Basics#

Vecworks builds on top of Pypeworks, adding specialised nodes to easily interface with vector stores. These nodes employ various constructs to specify how these vector stores should be queried.

Retrievers#

A Retriever is a specialised Pypeworks node designed to query vector stores. These retrievers take the inputs passed by argument, vectorizing these inputs to compare them with the vectors stored in the vector store. If this produces any matches, retrievers help access associated metadata.

Regardless of the backend, all retrievers need to define the indices to query, the vectorizers to employ, and the metadata to retrieve:

retriever = Retriever(

    index = [

        vecworks.Index(

            name         = "INDEX_NAME",
            bind         = "ATTRIBUTE_NAME",

            distance     = vecworks.DISTANCES.cosine,

            vectorizer   = RemoteVectorizer(
                url        = "http://localhost:5000/",
                vectorizer = "vectorizer-name"
            ),

            density      = vecworks.DENSITY.dense

        )

    ],

    retrieve = {
        "METADATA": "metadata_alias"
    }

)

In practice specific retrievers may need additional arguments to connect with a vector store. Refer to the documentation of the retriever you wish to employ for the full details.
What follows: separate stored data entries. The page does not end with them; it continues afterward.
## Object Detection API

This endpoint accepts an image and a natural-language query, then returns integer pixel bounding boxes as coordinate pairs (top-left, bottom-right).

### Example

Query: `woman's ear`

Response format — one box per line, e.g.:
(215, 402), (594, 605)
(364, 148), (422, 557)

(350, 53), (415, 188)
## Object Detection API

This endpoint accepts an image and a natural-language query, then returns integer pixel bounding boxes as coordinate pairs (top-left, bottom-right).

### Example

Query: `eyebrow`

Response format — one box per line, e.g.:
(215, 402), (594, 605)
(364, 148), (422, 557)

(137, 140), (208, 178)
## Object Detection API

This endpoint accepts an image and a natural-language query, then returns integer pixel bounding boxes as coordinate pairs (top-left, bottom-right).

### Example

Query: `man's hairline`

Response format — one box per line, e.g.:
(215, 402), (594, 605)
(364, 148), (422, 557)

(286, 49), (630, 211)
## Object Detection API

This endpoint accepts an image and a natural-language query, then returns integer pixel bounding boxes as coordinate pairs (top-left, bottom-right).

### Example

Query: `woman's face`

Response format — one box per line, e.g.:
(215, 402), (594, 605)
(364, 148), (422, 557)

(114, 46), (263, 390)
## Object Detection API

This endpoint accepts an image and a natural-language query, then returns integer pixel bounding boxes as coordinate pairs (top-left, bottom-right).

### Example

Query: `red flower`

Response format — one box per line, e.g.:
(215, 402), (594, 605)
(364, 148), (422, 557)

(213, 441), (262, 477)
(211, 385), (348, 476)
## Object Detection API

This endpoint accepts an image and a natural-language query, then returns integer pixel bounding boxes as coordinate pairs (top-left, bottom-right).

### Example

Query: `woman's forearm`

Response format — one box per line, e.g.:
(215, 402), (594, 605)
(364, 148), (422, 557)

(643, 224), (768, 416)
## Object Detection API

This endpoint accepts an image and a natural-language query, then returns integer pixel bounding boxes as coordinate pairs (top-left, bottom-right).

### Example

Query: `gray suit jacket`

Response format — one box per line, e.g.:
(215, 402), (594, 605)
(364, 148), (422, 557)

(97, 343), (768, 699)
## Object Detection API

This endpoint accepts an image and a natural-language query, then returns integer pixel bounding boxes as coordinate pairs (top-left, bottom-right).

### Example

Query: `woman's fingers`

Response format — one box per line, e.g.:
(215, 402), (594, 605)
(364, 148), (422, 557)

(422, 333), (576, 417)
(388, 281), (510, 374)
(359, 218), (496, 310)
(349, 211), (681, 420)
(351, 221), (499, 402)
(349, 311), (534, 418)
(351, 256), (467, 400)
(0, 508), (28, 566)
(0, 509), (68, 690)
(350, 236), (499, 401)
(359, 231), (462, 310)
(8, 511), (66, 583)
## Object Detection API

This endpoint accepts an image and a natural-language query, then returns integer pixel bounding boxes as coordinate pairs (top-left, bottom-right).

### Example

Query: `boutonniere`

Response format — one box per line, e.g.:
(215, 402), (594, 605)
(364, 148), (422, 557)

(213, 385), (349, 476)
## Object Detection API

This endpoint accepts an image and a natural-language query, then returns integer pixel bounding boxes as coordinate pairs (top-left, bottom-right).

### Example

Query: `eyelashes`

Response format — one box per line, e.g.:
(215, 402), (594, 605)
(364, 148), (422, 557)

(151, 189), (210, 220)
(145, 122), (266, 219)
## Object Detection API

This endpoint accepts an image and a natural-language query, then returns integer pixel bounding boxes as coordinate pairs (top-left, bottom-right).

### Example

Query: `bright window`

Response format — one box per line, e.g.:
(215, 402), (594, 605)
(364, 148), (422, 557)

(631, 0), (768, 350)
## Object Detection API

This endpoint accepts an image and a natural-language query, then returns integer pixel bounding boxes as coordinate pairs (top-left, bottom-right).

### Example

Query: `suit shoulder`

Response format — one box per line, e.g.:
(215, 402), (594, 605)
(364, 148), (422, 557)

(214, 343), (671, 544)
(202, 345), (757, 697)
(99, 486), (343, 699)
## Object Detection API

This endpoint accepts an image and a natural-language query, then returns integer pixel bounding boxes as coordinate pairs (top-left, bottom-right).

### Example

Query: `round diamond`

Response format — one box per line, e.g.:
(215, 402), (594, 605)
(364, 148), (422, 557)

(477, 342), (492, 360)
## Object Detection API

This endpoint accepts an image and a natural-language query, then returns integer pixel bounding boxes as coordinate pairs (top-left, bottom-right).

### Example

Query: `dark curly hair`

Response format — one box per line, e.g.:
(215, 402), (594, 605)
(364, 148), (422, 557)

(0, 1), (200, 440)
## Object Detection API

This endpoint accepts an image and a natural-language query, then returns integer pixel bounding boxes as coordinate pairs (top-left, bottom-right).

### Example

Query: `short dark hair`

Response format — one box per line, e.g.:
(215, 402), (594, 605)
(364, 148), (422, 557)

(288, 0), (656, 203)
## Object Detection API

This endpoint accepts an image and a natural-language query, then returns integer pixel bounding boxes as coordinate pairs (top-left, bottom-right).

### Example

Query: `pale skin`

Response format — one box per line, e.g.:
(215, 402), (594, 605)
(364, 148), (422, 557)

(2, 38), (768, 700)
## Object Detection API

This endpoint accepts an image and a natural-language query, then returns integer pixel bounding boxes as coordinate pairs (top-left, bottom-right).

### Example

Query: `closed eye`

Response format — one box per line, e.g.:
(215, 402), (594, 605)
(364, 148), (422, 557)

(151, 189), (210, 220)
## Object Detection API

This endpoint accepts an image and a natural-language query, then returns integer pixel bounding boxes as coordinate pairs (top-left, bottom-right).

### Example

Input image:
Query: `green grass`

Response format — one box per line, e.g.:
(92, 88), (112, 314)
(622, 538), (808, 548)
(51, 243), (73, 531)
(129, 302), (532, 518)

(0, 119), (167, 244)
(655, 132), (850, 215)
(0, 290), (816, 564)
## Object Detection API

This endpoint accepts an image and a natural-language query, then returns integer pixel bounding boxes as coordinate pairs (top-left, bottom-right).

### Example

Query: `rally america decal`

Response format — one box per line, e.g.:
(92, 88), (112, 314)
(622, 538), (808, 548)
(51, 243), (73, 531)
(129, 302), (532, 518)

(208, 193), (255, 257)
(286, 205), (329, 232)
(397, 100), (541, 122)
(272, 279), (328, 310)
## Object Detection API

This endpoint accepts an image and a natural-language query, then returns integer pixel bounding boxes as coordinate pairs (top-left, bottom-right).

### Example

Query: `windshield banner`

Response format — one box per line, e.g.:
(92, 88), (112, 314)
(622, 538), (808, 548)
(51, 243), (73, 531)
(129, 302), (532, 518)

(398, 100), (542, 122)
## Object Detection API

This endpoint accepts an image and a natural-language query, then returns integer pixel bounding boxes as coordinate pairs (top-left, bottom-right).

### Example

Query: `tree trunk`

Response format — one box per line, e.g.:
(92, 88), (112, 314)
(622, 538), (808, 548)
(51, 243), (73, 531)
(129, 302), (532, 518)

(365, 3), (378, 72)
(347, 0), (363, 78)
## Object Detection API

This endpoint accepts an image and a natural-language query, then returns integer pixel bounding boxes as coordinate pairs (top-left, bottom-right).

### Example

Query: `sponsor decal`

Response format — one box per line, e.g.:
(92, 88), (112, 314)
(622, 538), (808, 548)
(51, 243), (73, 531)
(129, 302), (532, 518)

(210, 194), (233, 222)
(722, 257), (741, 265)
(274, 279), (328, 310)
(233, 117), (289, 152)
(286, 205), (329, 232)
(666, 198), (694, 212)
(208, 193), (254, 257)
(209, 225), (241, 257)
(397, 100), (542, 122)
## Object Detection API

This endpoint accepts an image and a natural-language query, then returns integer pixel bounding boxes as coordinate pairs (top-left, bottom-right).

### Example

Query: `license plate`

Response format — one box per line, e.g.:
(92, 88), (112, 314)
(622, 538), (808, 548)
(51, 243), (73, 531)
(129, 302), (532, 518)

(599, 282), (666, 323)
Note that despite being designed to function as Pypeworks node, retrievers may also be used standalone. To invoke a retriever, use the exec() method as follows:

retriever.exec("query: What is a vector?")

Indices#

Vector stores retain their vector data using indices. These data structures are specifically designed to allow for efficient similarity matching during lookups. Software interfacing with vector stores must therefore specify what indices to access.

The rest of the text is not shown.